# Tug Log -In



## DonM (Sep 30, 2005)

Why is it that sometimes (about 50% of the time) I'm automatically signed in, and other times I have to do it myself?

thanks
don


----------



## Makai Guy (Sep 30, 2005)

The automatic sign-in is done at your end, by your browser, using files called "cookies" on your computer that were previously sent from here.  If you do something that removes these cookies, then you must sign in manually.  Many people use utilities which remove cookies from their systems in the interest of system security, but without specific configuration to the contrary, they remove the good cookies with the bad. 

Alternatively, if you log in using a different computer, or even via a different browser on the same computer, it will not have access to your original cookies and you will have to log in manually.


----------



## DonM (Oct 1, 2005)

I'm using the same computer, and I'm not removing the cookies. I am being a little more religious about logging out when I'm done, and I think it says something about clearing the cookies.

Signing on this time it automatically signed me in???


----------



## Makai Guy (Oct 1, 2005)

If you log off when you leave, you'll have to log back on when you return.

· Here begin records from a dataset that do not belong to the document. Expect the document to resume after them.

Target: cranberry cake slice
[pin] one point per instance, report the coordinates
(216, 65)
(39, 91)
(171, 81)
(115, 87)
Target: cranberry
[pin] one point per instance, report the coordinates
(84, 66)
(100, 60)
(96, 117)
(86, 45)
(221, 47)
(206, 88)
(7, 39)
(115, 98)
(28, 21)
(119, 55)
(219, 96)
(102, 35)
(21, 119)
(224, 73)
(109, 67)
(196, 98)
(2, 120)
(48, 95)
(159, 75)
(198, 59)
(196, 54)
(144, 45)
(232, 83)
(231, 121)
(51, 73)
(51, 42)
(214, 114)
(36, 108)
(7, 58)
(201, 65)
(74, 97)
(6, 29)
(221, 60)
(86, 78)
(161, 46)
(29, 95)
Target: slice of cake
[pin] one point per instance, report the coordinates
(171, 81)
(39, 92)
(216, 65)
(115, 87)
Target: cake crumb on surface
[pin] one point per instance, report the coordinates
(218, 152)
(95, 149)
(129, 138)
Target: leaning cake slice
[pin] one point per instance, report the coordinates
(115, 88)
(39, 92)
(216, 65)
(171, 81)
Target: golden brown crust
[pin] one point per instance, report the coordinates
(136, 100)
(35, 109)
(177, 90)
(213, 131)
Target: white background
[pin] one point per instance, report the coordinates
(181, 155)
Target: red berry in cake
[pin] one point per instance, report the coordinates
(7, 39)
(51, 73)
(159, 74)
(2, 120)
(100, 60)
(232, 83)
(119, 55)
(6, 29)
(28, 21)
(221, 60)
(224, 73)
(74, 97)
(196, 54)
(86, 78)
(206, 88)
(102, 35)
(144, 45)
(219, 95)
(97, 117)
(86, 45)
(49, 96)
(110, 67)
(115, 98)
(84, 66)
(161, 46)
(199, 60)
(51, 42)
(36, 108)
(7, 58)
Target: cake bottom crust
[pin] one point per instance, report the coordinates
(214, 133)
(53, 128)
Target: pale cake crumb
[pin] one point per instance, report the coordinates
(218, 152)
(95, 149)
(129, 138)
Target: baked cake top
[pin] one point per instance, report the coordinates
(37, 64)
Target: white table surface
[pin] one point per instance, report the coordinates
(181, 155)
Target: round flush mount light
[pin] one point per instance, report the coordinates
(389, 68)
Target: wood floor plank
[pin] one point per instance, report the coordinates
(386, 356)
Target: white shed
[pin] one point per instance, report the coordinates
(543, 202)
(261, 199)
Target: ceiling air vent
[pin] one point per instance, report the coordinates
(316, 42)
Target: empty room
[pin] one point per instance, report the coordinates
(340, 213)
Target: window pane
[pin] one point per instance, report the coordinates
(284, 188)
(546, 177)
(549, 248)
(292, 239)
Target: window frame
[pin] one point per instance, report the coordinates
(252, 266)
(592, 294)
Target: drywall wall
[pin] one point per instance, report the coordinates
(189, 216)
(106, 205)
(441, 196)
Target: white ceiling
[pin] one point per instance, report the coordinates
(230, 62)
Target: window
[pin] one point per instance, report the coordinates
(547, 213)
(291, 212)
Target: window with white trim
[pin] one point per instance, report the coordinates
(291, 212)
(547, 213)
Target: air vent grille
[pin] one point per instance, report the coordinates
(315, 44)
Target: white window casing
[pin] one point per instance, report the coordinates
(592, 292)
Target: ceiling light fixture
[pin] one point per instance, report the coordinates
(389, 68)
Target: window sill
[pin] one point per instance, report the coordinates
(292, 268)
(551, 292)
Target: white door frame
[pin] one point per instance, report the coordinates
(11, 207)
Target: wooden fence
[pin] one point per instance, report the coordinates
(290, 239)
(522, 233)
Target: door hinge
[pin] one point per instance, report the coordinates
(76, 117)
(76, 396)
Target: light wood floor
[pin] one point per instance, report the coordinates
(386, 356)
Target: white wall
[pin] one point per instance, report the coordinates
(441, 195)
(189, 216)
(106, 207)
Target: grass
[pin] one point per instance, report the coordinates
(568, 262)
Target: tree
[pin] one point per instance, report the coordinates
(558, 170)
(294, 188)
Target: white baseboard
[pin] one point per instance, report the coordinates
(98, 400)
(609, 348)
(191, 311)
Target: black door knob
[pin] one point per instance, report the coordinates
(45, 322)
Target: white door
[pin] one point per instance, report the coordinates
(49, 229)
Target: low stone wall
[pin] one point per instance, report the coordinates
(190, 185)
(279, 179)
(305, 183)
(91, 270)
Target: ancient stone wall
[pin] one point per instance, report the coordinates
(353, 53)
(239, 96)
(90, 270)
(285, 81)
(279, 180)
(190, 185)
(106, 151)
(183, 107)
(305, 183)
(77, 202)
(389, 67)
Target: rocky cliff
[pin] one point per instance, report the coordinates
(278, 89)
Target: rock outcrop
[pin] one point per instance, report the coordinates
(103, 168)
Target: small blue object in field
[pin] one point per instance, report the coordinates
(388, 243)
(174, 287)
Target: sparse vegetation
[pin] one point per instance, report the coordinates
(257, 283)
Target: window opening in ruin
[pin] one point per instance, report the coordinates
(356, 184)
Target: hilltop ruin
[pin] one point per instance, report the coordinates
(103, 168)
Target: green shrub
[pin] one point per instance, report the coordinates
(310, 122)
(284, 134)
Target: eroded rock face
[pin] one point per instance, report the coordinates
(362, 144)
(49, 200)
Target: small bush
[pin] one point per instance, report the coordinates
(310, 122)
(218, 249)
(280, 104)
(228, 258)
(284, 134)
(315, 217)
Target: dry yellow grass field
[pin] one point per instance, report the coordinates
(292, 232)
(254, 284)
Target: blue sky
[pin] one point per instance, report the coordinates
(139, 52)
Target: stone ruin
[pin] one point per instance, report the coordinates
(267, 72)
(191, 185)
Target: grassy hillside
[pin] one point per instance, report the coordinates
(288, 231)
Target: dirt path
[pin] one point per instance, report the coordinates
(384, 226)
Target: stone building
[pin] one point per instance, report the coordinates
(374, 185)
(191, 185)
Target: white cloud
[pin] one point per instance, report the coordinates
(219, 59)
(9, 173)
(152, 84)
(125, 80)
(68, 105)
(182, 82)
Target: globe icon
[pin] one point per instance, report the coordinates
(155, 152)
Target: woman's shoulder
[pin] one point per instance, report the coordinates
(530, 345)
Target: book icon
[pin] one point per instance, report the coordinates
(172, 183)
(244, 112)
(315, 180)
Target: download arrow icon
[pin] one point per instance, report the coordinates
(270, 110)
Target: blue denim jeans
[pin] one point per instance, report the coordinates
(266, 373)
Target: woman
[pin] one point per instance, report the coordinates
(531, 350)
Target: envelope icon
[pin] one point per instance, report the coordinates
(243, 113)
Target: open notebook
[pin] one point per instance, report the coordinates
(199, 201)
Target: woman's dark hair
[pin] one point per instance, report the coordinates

There is no real need to log off, from a bbs perspective.  I almost never actually log off.  After 15 minutes of inactivity the bbs considers you not to be active anyway and doesn't show you as being logged on.  The main effect of logging off is that you are dropped from the "who's online" listings immediately instead of 15 minutes after your last activity.

You might want to log off to allow somebody else to log into a different user account using the same computer.

When logging on, click the little "remember me" box, and when you come back later (via the same computer/browser combo) it will log you in automatically, provided you didn't leave by actually logging out.  If you are concerned about somebody else getting access to your account via this computer, be sure the "remember me" box is unchecked when logging on.

Other than that, cookie corruption seems to happen to everybody now and then.


----------



## DonM (Oct 3, 2005)

I've stopped logging out, and the problem has disappeared!


----------